The understanding of the catalytic mechanism of the NOS enzymes has been hampered by the fact that no oxygen-containing intermediates other than the primary dioxygen-complex have been well-characterized during the reaction cycle. Nonetheless, on the basis of various spectroscopic studies,(32, 34-37) it is generally believed the first step of the NOS reaction, L-Arg → NOHA, follows the P450-type of mechanism, in which the active oxygen species is a Compound I-type ferryl intermediate;(32, 34, 36) whereas the second step of the reaction, NOHA → L-citrulline + NO, follows the heme oxygenase type of chemistry, where the active oxygen species is a peroxyl intermediate.(32, 37) The difference in the catalytic mechanisms of the two steps of the NOS reaction indicates that L-Arg and NOHA interact differently with the heme-bound dioxygen in the catalytic site of NOS, thereby dictating the mechanism by which the oxygen chemistry proceeds. The nature of the interaction between the substrates and heme-bound ligand in NOS may be studied by using CO as a structural probe. With this approach, the isoform-specific substrate-ligand interactions in mNOS_oxy have been identified(14) and the differing interactions between the substrates and the catalytic pockets have been examined.(13, 21, 32, 38) In the present work, optical absorption and resonance Raman spectroscopies were used to study various derivatives of gsNOS in the absence and presence of substrate (either L-Arg or NOHA) and cofactor (H4B). The results are compared to those of mNOSs as well as other bacterial NOSs, and discussed in the context of oxygen chemistry in NOS.

Materials and Methods

(6R)-5,6,7,8-tetrahydro-_L-biopterin was purchased from Alexis Biochemicals (San Diego, CA). All other chemicals were purchased from Sigma. The isotopically labeled gas, ¹³C¹⁶O, was supplied by Icon (Mount Marion, NY). The natural abundant gases, Ar and CO were obtained from Tech Air (White Plains, NY).
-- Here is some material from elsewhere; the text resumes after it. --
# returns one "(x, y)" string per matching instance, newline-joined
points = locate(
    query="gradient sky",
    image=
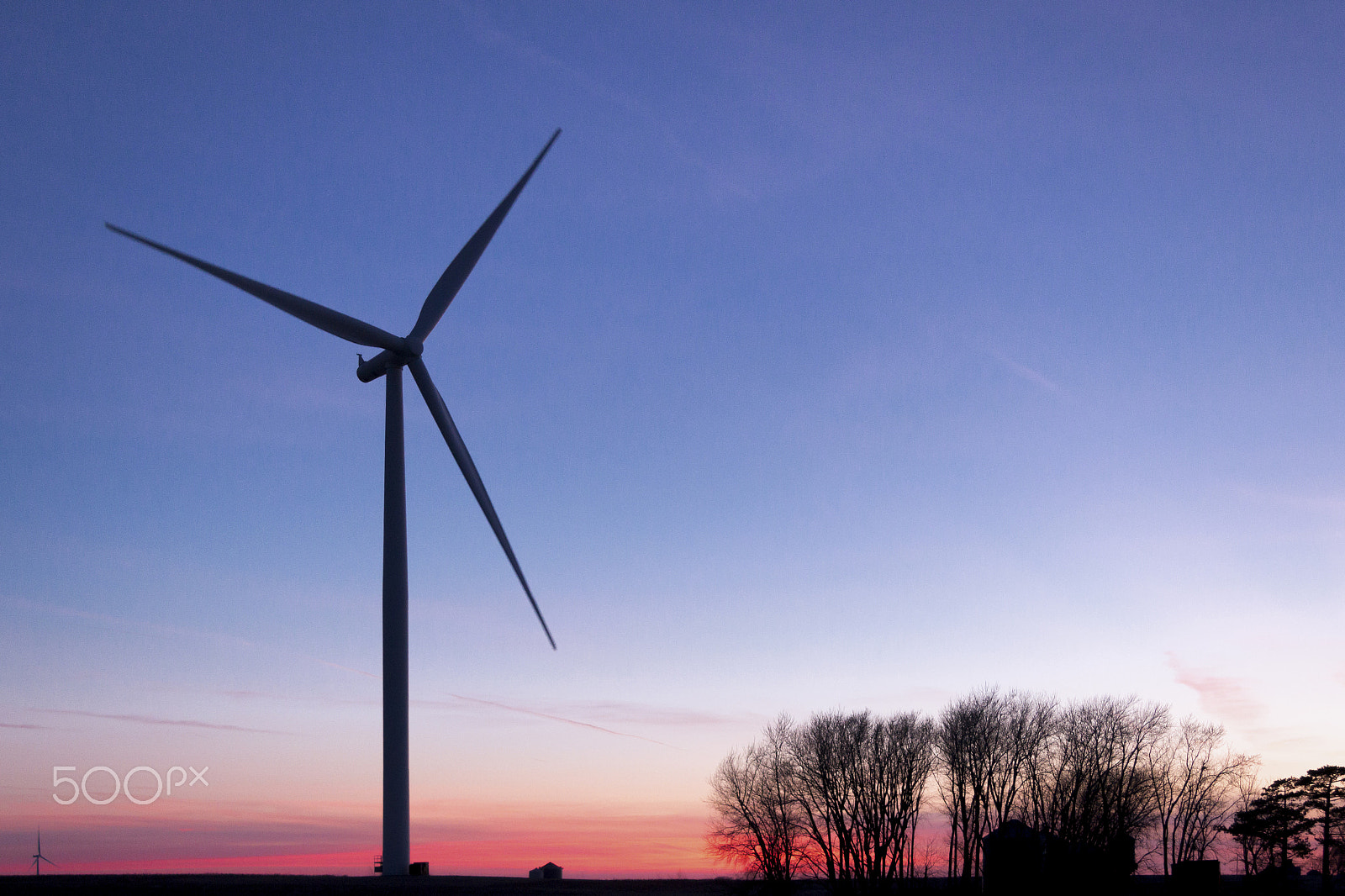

The gsNOS samples were purified in the absence of L-Arg and H4B as reported elsewhere.(28) The purified gsNOS was kept in Tris buffer (50 mM) in the presence of 150 mM NaCl at pH 7.5 and stored in liquid nitrogen until use. To generate the L-Arg/NOHA and/or H4B-bound derivatives, L-Arg/NOHA and H4B were added to the enzyme in 100-150 and 3-5 times excess with respect to the heme, respectively, and incubated at 4 °C for ~18 hrs. The binding of L-Arg and NOHA was confirmed by monitoring the optical absorption change. Although the addition of H4B did not result in any changes in the optical spectrum, the binding of H4B, at 3-5 times excess, was confirmed by a large change in both the kinetics and thermodynamics of the decay of the primary oxy-intermediate of gsNOS in stopped-flow optical absorption measurements (unpublished data). To prepare the deoxy derivatives, the protein sample was first purged with Ar gas in a septum-sealed anaerobic cell, and reduced with sodium dithionite introduced by a gas-tight syringe. To prepare the CO derivatives, 500 μl of 1 atm of CO was injected into the deoxy samples via a gas-tight syringe. The protein concentration used for the optical absorption and resonance Raman studies was ~50 μM.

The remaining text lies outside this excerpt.